[LTP] ❌ FAIL: Test report for kernel 5.3.13-3b5f971.cki (stable-queue)
Jan Stancek
jstancek@redhat.com
Mon Dec 2 13:30:59 CET 2019
----- Original Message -----
> Hi Jan,
>
> Jan Stancek <jstancek@redhat.com> writes:
> > ----- Original Message -----
> >>
> >> Hello,
> >>
> >> We ran automated tests on a recent commit from this kernel tree:
> >>
> >> Kernel repo:
> >> git://git.kernel.org/pub/scm/linux/kernel/git/stable/stable-queue.git
> >> Commit: 3b5f97139acc - KVM: PPC: Book3S HV: Flush link stack
> >> on
> >> guest exit to host kernel
>
> I can't find this commit, I assume it's roughly the same as:
>
> https://git.kernel.org/pub/scm/linux/kernel/git/stable/linux-stable-rc.git/commit/?h=linux-5.3.y&id=0815f75f90178bc7e1933cf0d0c818b5f3f5a20c
Hi,
yes, that looks like same one:
https://git.kernel.org/pub/scm/linux/kernel/git/stable/stable-queue.git/commit/?h=3b5f97139acc
Looking at CKI reports for past 2 weeks, there were 3 (unexplained) SIGBUS related failures:
5.3.13-3b5f971.cki@upstream-stable
LTP genpower Bus error
5.4.0-rc8-4b17a56.cki@upstream-stable
LTP genatan Bus error
5.3.11-200.fc30
xfstests
+/var/lib/xfstests/tests/generic/248: line 38: 161943 Bus error (core dumped) $TEST_PROG $TESTFILE
All 3 are from ppc64le, all power9 systems.
>
> >> The results of these automated tests are provided below.
> >>
> >> Overall result: FAILED (see details below)
> >> Merge: OK
> >> Compile: OK
> >> Tests: FAILED
> >>
> >> All kernel binaries, config files, and logs are available for download
> >> here:
> >>
> >> https://artifacts.cki-project.org/pipelines/314344
> >>
> >> One or more kernel tests failed:
> >>
> >> ppc64le:
> >> ❌ LTP
> >
> > I suspect kernel bug.
>
> Looks that way, but I can't reproduce it on a machine here.
>
> I have the same CPU revision and am booting the exact kernel binary &
> modules linked above.
I can semi-reliably reproduce it with:
(where LTP is installed to /mnt/testarea/ltp)
while [ True ]; do
echo 3 > /proc/sys/vm/drop_caches
rm -f /mnt/testarea/ltp/results/RUNTEST.log /mnt/testarea/ltp/output/RUNTEST.run.log
./runltp -p -d results -l RUNTEST.log -o RUNTEST.run.log -f math
grep FAIL /mnt/testarea/ltp/results/RUNTEST.log && exit 1
done
and some stress activity in other terminal (e.g. kernel build).
Sometimes in minutes, sometimes in hours.
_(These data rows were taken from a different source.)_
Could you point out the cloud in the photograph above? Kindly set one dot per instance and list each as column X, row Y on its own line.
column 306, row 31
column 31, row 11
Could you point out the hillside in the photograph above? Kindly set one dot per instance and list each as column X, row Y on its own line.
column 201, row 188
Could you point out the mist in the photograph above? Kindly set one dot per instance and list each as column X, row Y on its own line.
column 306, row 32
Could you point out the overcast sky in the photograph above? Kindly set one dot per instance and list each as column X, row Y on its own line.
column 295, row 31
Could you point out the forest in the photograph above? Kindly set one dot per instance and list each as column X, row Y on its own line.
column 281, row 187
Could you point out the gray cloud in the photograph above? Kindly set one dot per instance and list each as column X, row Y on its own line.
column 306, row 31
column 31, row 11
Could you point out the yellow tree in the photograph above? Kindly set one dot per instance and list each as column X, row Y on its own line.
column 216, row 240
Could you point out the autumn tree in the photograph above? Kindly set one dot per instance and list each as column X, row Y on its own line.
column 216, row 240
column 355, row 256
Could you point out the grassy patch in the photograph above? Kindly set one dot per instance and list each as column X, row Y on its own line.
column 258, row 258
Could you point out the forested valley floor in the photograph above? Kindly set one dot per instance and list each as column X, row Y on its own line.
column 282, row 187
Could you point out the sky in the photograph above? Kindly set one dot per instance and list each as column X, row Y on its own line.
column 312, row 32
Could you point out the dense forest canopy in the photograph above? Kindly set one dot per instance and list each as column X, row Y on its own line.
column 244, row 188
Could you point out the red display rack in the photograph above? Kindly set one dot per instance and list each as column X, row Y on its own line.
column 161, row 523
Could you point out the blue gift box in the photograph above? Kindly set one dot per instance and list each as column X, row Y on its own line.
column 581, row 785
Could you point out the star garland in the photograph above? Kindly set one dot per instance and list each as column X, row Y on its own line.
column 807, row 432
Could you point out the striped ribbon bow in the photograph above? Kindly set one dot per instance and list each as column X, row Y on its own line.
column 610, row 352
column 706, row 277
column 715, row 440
I did try couple
older kernels and could reproduce it with v4.19 and v5.0 as well.
v4.18 ran OK for 2 hours, assuming that one is good, it could be
related to xfs switching to iomap in 4.19-rc1.
Tracing so far led me to filemap_fault(), where it reached this -EIO,
before returning SIGBUS.
page_not_uptodate:
/*
* Umm, take care of errors if the page isn't up-to-date.
* Try to re-read it _once_. We do this synchronously,
* because there really aren't any performance issues here
* and we need to check for errors.
*/
ClearPageError(page);
fpin = maybe_unlock_mmap_for_io(vmf, fpin);
error = mapping->a_ops->readpage(file, page);
if (!error) {
wait_on_page_locked(page);
if (!PageUptodate(page))
error = -EIO;
}
...
return VM_FAULT_SIGBUS;
>
> > There were couple of 'math' runtest related failures in recent couple days.
> > In all cases, some data file used by test was missing. Presumably because
> > binary that generates it crashed.
> >
> > I managed to reproduce one failure with this CKI build, which I believe
> > is the same problem.
> >
> > We crash early during load, before any LTP code runs:
> >
> > (gdb) r
> > Starting program: /mnt/testarea/ltp/testcases/bin/genasin
>
> What is this /mnt/testarea? Looks like it's setup by some of the beaker
> scripts or something?
Correct, it's where beaker script installs LTP. It's not a real mount,
just a directory on /. In my case it's xfs. It should match default
Fedora-31 Server ppc64le installation.
>
> I'm running LTP out of /home, which is ext4 directly on disk.
>
> I tried getting the tests-beaker stuff working on my machine, but I
> couldn't find all the libraries and so on it requires.
>
>
> > Program received signal SIGBUS, Bus error.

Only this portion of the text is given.